Круг детского чтения в США и России 1840-х годов

(«Рассказы для Хелен» и «Золотой жук»)[1]



Мы настолько привыкли к стереотипному представлению о том, что приклю­ченческая и детская, а тем более подростковая литература — это одно и то же, что порой не отдаем себе отчета в исторической относительности этого заме­щения. Пример детского чтения первой половины XIX столетия свидетель­ствует как раз об обратном: детей следовало прежде всего наставлять, разви­вать и только потом развлекать, или не развлекать вовсе; не ранее 1850— 1860-х годов детская литература начинает перенимать у взрослой заниматель­ность. 1840-е годы в этом отношении особенно интересны: тогда литература для детей писалась и адаптировалась по правилам и законам, существенно от­личным от современных. Тогда же начинался переход детской литературы и детского чтения на несколько иной уровень, и черты этого перехода можно проследить в дошедших до нас текстах. Ниже мы предлагаем рассмотреть два различных и в то же время знаковых текста указанного периода. С одной сто­роны, на примере сборника для детей 1845 года популярной и ныне забытой американской писательницы Элайзы Лесли мы покажем, как детская литература становилась приключенческой, привлекая, а точнее, вводя «контрабан­дой» сюжеты и мотивы из литературы для взрослых. С другой стороны, как рассказ, написанный для взрослой аудитории («Золотой жук» Эдгара По), был адаптирован для детей в русском журнале 1847 года — во многом вопреки, а не благодаря занимательности сюжета. И в том, и в другом случае речь пой­дет о миграции взрослой литературы в детскую на уровне отдельных сюжетных структур или целых текстов — процессе, который активно заявил о себе в европейской и американской культуре в середине XIX века.



ХОРОШИЕ КНИГИ О ПЛОХИХ ДЕВОЧКАХ: «РАССКАЗЫ ДЛЯ ХЕЛЕН» МИСС ЛЕСЛИ

До Гражданской войны американская детская литература, за редкими исклю­чениями, представляла собой весьма скучное чтиво. Отчасти это было об­условлено тем, что она решала в основном дидактические задачи, помогая ро­дителям в воспитании ребенка. Можно сказать, что эта литература занимала как бы промежуточное положение между художественной словесностью и чисто практической, воспитательной сферой, сохраняя за собой автономный статус. К примеру, между образом ребенка в литературе о детях и его образом в литературедля детей был ощутимый зазор. В 1830—1850-е годы в США господствовала сентиментальная традиция; неудивительно, что в стихотво­рениях и рассказах того времени, обычно рассчитанных на чувствительную женскую аудиторию, ребенок наделялся ангельскими чертами и символизи­ровал невинность.

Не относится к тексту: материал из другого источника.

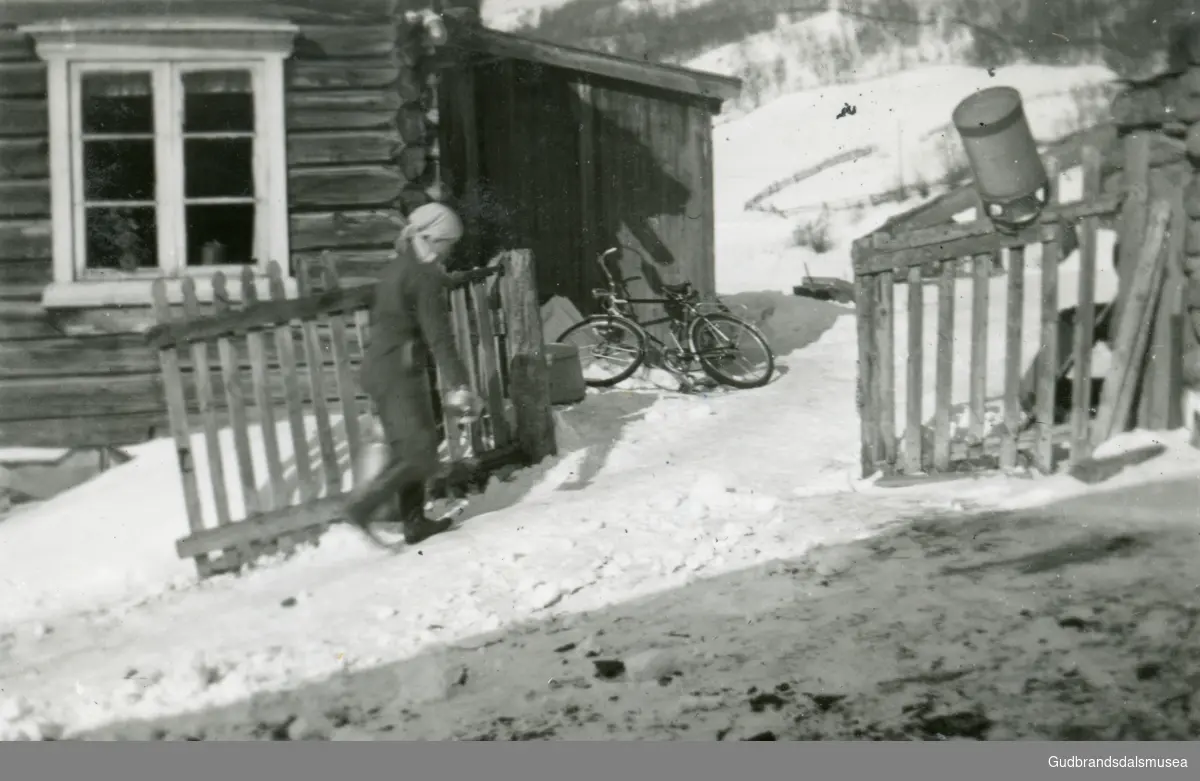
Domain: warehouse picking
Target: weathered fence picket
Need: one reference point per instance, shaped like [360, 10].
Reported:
[1033, 424]
[317, 325]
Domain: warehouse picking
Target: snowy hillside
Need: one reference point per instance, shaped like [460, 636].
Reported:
[709, 544]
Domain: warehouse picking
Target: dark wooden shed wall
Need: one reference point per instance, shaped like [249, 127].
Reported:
[571, 164]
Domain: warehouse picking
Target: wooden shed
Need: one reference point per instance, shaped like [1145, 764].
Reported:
[172, 138]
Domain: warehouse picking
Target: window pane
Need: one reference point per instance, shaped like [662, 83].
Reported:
[217, 102]
[231, 226]
[219, 168]
[117, 103]
[124, 238]
[118, 170]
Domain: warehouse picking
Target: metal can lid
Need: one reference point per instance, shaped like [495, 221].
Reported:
[987, 108]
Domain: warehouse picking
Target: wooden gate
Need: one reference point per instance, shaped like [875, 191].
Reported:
[301, 356]
[1023, 422]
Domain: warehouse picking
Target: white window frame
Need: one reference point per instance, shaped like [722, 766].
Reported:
[165, 48]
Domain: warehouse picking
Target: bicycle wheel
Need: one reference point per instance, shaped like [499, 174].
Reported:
[611, 348]
[721, 342]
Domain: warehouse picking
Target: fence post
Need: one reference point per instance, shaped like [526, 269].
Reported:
[868, 358]
[528, 378]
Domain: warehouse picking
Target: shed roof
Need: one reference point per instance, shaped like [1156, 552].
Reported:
[665, 77]
[492, 42]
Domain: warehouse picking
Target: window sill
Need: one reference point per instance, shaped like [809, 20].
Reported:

Как писала поэтесса того времени Элизабет Оукс Смит в своей нашумевшей поэме «Безгрешное дитя» («Sinless Child», 1842):

The child was made for smiles and joy,
Sweet immigrant from Heaven,
The sinless brow and trustless heart
To lure us there, were given.

(Ребенок был создан для улыбок и радости, / Нежный посланец небес, / Безгрешный лоб и доверчивое сердце были даны ему, / Чтобы соблазнить нас божественным.)[2]